Richard O. Prum is the William Robertson Coe Professor of Ornithology at Yale University, and the head curator of vertebrate zoology at the Yale Peabody Museum. He is the author of The Evolution of Beauty: How Darwin’s Forgotten Theory of Mate Choice Shapes the Animal World—and Us, one of the New York Times’s “10 Best Books of 2017” and a finalist for the 2018 Pulitzer Prize in General Nonfiction.

Praise for Performance All the Way Down: Genes, Development, and Sexual Difference (science.culture)

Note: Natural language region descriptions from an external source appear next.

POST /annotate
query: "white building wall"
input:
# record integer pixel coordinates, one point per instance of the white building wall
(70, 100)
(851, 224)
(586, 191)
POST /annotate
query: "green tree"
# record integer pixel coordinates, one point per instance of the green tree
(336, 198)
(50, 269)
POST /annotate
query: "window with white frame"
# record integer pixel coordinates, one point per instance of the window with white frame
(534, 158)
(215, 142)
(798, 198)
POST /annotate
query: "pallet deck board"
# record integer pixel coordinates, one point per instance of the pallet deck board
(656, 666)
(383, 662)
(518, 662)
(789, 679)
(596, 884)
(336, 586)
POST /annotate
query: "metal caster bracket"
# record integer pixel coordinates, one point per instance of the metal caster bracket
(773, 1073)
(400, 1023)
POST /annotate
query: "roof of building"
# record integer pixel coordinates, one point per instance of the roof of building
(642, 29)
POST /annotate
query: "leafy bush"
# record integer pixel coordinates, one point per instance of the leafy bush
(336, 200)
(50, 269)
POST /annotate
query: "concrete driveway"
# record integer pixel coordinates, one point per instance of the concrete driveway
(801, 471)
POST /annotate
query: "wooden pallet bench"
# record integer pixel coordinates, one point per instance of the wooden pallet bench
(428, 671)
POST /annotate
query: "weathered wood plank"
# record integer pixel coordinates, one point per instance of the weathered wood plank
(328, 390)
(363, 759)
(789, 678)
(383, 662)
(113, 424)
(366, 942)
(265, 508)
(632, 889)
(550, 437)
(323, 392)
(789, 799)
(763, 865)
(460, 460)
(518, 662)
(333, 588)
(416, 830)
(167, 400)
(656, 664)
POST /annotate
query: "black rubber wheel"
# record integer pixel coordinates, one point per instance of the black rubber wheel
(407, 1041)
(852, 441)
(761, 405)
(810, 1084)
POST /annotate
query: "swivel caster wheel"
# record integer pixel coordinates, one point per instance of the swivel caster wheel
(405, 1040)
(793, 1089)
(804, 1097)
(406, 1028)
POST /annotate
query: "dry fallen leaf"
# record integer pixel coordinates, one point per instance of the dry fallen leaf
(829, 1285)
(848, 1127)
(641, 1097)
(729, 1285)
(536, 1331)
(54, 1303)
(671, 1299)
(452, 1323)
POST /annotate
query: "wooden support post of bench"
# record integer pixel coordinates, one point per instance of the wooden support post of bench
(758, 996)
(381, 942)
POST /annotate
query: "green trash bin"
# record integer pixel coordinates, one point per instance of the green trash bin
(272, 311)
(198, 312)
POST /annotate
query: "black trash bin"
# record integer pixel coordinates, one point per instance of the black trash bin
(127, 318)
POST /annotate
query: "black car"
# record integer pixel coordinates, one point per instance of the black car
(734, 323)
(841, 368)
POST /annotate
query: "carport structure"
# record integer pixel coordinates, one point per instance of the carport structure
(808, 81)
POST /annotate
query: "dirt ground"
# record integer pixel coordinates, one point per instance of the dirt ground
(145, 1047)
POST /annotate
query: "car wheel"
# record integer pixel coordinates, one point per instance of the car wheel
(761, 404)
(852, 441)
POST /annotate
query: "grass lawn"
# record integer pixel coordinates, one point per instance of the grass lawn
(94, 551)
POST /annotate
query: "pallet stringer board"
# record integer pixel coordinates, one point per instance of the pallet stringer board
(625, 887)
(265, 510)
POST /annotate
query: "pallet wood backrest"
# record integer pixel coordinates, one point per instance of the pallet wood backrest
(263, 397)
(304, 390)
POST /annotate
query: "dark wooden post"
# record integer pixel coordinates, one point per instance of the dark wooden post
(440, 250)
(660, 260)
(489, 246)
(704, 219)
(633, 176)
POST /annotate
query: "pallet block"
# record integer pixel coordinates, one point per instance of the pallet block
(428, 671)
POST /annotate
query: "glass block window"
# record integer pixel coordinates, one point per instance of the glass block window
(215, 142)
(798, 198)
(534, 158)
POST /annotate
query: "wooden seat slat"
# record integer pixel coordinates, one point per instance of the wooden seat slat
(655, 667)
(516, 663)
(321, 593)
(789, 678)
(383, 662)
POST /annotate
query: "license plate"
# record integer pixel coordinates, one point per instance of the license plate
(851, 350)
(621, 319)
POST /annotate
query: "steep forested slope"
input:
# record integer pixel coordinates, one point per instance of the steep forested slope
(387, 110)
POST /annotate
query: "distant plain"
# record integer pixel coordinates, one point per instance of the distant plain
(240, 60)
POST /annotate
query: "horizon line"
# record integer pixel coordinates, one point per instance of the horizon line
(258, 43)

“Readers of [Prum’s] earlier work, including his 2017 book, The Evolution of Beauty, will find themselves intrigued by his continued engagement with feminist science studies—and he has done his homework. . . . Performance All the Way Down contains a lot of big ideas, both because of the biological content Prum strives to convey to his readers and because of the sophisticated nature of the feminist theory he mobilizes. . . . To understand the full scope of Prum’s vision, I encourage you to read it in full.”
— Science

“Prum offers a meticulous tour of the molecular pathways that underlie stereotypical sex­ual development in humans, as well as the myriad ways that any individual person’s development might differ. . . . If you read Performance All the Way Down, you’ll be presented with an abun­dance of interesting stories drawn from developmental biology, ecology, cultural anthropology, and more. My own copy is replete with dog-eared pages that had information I’m excited to think more about.”
— American Biology Teacher

“A renowned biologist meets queer theory, and creativity takes flight. A joyful and expansive celebration of the complexity and contingency of sex.”
— Sarah S. Richardson, Harvard University

"Highly recommended."
— Choice

“A powerful appeal for an intersectional rethinking of the science, materiality, and culture of human sex, Performance All the Way Down undoes the scientific justifications for categories of a sex and gender binary that have contributed scientific support to sexual oppression. Discussing biology, queer theory, and feminism together—in a shared vocabulary—Prum successfully expands intellectual space for queer feminist analysis and research within genetics, evolutionary biology, and developmental biology. This book will be discussed across the humanities, social sciences, and hard sciences for years to come.”
— David A. Rubin, University of South Florida

“An ambitious, deeply interdisciplinary, and profound effort to grapple with the biological meanings of ‘sex.’ Prum tackles a set of crucial questions in a rigorous, thoughtful, and playful way, with implications that open up a landscape of transformative possibilities for the consideration of sex in biological research and scholarship.”